One key obstacle to overcome is crossing U.S. 175, which cuts a swath through Southern Dallas, separating residents from rail stations and planned trail infrastructure across the highway. The RAISE funds will help replace a two-lane, low-clearance bridge on Lake June Road with a new, four-lane “complete street” bridge that includes bike lanes and pedestrian walkways.

“As we look forward to our city’s future, what is clear is that trails are vital to the people of Dallas,” Dallas Mayor Eric Johnson said in a statement. “The LOOP isn’t some vanity project, or just an economic development play, or just a feel-good amenity for our neighborhoods. Trails are more to us than a nice-to-have perk. A strong and viable trail system must be considered critical infrastructure for a 21st century city. This grant is reflective of that fact, and we’re thrilled to have federal support as we continue building a more vibrant Dallas.”

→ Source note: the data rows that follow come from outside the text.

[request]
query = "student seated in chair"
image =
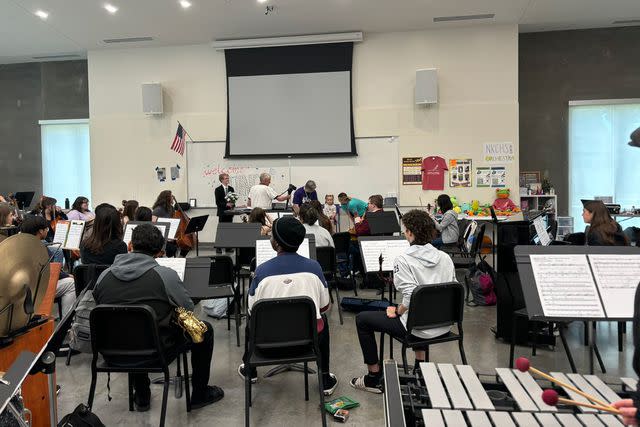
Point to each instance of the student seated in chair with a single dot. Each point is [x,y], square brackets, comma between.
[421,264]
[292,275]
[136,278]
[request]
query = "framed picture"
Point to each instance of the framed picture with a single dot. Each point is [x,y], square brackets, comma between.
[528,178]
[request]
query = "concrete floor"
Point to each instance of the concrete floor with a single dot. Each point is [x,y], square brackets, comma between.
[280,400]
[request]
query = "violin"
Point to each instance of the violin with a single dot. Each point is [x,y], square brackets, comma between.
[185,242]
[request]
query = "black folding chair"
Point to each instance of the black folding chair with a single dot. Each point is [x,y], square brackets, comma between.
[341,242]
[126,336]
[326,256]
[432,306]
[221,285]
[287,326]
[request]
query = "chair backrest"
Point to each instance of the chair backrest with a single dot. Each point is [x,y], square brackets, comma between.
[126,334]
[436,305]
[85,274]
[221,270]
[283,322]
[341,240]
[477,242]
[326,257]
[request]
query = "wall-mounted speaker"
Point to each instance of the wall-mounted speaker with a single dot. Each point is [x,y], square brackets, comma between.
[152,98]
[427,86]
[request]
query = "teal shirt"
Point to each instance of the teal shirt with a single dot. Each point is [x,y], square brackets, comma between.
[357,207]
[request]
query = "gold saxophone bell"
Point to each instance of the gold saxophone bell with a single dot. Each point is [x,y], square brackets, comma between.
[191,324]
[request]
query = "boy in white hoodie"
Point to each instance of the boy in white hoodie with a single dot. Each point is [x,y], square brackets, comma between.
[421,264]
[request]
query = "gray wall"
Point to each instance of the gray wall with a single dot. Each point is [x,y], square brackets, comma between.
[559,66]
[32,92]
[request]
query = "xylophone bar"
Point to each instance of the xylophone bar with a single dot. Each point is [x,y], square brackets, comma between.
[456,418]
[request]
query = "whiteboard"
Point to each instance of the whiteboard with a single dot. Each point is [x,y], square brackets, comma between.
[374,171]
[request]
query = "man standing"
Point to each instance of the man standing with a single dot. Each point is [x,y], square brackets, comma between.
[292,275]
[261,195]
[303,195]
[136,278]
[221,202]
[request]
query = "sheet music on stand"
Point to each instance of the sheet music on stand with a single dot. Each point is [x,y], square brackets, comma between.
[69,234]
[176,264]
[579,282]
[371,247]
[264,251]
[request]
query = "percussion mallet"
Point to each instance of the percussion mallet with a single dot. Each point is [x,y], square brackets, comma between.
[523,365]
[551,398]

$900,000 for Connecting Communities in the Southern Gateway

Southern Gateway Park’s Phase One (right side above, including the hilltop-covered restaurant/retail complex at center) and Phase Two (upper left above). [Image: HKS]

As we wrote yesterday in our story about the Southern Gateway deck park over I-35, this project will create a master plan for efforts to connect the deck park and Dallas Zoo to Dallas’ Oak Cliff neighborhood. 

The Connecting Communities project will also conduct design and engineering for intersection improvements connecting the deck park to the Bishop Arts and Jefferson commercial areas; a pedestrian bridge connecting the commuter rail line to the Dallas Zoo; and a pedestrian bridge over I-35 connecting to 12 acres of newly created public-use green space.

“We’re proud to support these great projects that will improve infrastructure, strengthen supply chains, make us safer, advance equity, and combat climate change,” Buttigieg said in a statement. “As in past years, we received far more applications than we could fund: this cycle saw about a ten-to-one ratio of requests to available dollars. But going forward, with the passage of President Biden’s Bipartisan Infrastructure Law, we will be able to support far more infrastructure projects to support jobs and everyday life in communities across the country.”